Calculation of Damages
After determining that the Debt Conversion was not fair to the minority stockholders as a matter of price and process, the framework for the remedy was as follows: “The only remedy available would be damages, equal to the fair value of the shares representing the overpayment by the company in the Debt Conversion.” See  footnote 57. [See also prior decisions of the Court on Summary Judgment: Gentile v. Rossette, 2005 WL 2810683 (Del. Ch. Oct. 20, 2005, rev’d on other grounds, 906 A.2d 91 (Del. 2006)).]

After providing almost two-pages of itemization and tables, the Court arrived at an amount of damages equal to $309,000.

Personal Liability of Directors

The sole independent director invoked the provisions of the company charter that would exculpate him from liability from money damages caused by his breach of fiduciary duty as long as he acted neither disloyally nor in bad faith. See footnote 60. The Court noted, however, at footnote 62, that Rossette could not enjoy the exculpation provisions under Section 102(b)(7) because as a controlling shareholder who used his position to enter into the Debt Conversion for his personal benefit, his liability was the result of a breach of the fiduciary duty of loyalty and the exculpation clause provides him no relief for such a breach.

However, the Court determined that the sole independent director was entitled to the protection of the exculpatory provision for the following reasons: (1) He received no personal benefit; (2) The dilutive effects of the Debt Conversion injured him more than anyone else; (3) He tried to do the best he could in the difficult circumstances; (4) His ability to discharge his duties was limited by his lack of experience as a director and lack of resources to obtain independent advice; and most importantly, (5) At most he breached his fiduciary duty of care, but he demonstrated that he otherwise acted loyally and in good faith and therefore, may not be held liable for money damages.

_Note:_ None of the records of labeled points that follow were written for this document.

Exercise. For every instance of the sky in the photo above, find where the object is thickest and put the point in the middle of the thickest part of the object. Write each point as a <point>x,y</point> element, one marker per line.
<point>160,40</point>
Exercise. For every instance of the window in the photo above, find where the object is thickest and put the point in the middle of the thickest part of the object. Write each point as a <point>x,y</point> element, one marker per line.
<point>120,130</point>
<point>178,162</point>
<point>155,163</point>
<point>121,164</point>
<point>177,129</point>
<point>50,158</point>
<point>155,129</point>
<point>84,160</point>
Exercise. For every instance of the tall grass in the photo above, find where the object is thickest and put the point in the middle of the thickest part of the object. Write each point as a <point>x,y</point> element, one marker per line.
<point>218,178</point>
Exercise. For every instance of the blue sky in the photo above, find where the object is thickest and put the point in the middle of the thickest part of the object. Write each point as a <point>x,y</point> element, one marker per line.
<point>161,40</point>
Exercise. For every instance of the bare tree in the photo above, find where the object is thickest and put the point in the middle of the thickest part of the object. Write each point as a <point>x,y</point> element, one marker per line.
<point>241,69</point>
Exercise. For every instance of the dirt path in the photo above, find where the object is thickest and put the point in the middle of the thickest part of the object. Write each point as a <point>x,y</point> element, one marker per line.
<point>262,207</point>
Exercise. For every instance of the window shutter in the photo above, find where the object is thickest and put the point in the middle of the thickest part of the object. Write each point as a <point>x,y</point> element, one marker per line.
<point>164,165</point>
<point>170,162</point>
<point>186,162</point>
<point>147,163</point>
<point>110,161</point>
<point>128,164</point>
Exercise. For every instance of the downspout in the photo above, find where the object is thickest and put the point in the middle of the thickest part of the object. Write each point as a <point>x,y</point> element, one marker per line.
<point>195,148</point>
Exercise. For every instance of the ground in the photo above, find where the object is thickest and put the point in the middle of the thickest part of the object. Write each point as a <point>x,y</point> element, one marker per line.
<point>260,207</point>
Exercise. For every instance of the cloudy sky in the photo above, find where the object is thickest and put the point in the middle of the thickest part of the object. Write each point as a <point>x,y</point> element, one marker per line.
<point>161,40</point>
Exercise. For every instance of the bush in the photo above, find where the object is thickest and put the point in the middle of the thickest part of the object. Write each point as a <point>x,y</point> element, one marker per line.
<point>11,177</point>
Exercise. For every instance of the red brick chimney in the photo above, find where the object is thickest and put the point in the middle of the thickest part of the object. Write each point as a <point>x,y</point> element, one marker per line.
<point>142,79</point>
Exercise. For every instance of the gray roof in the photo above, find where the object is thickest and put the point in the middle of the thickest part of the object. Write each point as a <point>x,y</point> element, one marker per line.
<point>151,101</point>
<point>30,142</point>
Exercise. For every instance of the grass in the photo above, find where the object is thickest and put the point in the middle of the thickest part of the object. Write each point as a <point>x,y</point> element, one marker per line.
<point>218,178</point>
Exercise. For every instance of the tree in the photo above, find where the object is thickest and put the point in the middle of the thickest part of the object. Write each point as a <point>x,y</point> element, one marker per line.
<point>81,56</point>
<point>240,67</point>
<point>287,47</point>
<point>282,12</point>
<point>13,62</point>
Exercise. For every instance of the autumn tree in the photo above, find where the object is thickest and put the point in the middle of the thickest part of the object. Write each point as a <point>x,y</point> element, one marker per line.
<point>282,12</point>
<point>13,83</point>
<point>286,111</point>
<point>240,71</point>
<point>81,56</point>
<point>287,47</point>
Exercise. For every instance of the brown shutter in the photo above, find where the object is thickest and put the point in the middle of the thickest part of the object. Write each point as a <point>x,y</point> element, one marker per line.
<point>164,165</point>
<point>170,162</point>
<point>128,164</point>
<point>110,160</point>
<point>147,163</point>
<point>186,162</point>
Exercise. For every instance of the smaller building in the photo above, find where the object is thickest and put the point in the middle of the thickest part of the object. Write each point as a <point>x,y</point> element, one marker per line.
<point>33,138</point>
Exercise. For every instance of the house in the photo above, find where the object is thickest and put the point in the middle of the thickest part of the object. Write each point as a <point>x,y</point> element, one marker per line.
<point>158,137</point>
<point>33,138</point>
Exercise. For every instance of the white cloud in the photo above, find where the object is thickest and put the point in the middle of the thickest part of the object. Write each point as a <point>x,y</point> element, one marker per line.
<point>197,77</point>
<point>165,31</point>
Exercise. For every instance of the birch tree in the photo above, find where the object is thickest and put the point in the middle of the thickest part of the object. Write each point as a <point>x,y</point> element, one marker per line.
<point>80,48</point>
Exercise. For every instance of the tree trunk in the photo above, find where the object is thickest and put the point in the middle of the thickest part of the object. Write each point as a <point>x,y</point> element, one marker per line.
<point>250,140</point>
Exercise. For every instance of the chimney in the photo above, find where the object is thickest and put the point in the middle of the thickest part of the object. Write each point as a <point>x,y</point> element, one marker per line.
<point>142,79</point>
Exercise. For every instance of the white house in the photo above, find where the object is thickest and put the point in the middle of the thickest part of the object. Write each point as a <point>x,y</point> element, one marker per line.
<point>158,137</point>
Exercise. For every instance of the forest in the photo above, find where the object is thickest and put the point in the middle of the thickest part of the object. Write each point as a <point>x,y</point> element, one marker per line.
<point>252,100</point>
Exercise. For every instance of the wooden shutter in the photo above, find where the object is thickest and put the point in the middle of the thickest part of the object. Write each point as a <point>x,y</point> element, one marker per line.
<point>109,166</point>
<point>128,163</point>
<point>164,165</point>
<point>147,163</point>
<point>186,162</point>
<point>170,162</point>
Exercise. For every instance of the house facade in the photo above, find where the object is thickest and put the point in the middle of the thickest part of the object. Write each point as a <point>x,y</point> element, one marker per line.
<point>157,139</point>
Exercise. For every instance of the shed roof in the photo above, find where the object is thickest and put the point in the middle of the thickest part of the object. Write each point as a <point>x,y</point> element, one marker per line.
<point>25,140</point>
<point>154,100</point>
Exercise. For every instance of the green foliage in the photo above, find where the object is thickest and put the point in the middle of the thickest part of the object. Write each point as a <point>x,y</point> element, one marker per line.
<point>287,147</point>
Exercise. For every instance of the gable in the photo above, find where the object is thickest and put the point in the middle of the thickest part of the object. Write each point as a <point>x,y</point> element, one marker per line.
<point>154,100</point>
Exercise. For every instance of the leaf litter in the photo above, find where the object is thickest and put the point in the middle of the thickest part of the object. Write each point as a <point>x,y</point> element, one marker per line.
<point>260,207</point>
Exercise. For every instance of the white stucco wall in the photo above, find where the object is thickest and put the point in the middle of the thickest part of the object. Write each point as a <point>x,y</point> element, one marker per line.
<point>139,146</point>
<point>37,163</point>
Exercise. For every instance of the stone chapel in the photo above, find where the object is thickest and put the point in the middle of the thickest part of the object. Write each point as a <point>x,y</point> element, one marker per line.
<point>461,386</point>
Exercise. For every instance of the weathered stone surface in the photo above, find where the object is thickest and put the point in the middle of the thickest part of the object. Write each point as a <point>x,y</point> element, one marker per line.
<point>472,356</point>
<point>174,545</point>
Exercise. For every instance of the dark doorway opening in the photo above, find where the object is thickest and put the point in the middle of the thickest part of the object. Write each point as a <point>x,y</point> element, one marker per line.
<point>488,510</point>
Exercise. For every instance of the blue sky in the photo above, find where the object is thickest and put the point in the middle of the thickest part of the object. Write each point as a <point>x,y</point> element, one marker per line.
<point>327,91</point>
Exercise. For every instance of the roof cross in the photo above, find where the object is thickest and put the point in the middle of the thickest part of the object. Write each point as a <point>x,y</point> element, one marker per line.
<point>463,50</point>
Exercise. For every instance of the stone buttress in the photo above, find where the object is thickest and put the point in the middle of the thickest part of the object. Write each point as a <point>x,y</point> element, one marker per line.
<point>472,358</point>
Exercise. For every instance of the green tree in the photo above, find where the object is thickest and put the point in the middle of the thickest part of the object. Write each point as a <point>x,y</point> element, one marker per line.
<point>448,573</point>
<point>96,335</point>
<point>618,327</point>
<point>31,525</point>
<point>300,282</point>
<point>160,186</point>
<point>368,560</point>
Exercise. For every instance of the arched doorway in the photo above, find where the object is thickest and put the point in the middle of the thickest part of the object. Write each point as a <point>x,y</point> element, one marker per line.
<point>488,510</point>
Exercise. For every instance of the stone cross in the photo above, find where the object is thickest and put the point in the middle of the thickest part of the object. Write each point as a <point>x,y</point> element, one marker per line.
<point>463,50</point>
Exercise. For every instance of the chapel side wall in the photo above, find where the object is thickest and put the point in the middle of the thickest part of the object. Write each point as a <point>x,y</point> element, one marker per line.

See footnote 61.

In contrast, the Court reasoned that the Put Option was insisted on by the purchaser and caused a substantial detriment to Rossette and no benefit. Thus, the Put Option as a provision in the merger transaction was entirely fair to the shareholders of the company and would not be the basis of liability.

Conclusion

It is noteworthy, in closing, that the long-suffering controlling shareholder who appeared to put most of his life savings into this startup company to keep it alive during its entire short and unhappy existence, apparently lost most of those life savings when the purchaser of the company whose shares were used as consideration for the purchase, filed bankruptcy soon after the purchase via merger. Thus, in addition to suffering a substantial loss after funding the company during its short existence in order to avert the likelihood of bankruptcy, the majority shareholder now suffers the ignominy and the further financial pain of this decision that despite the money he lost to keep the startup company afloat, he did not comply with the applicable legal requirements. Who said life was fair.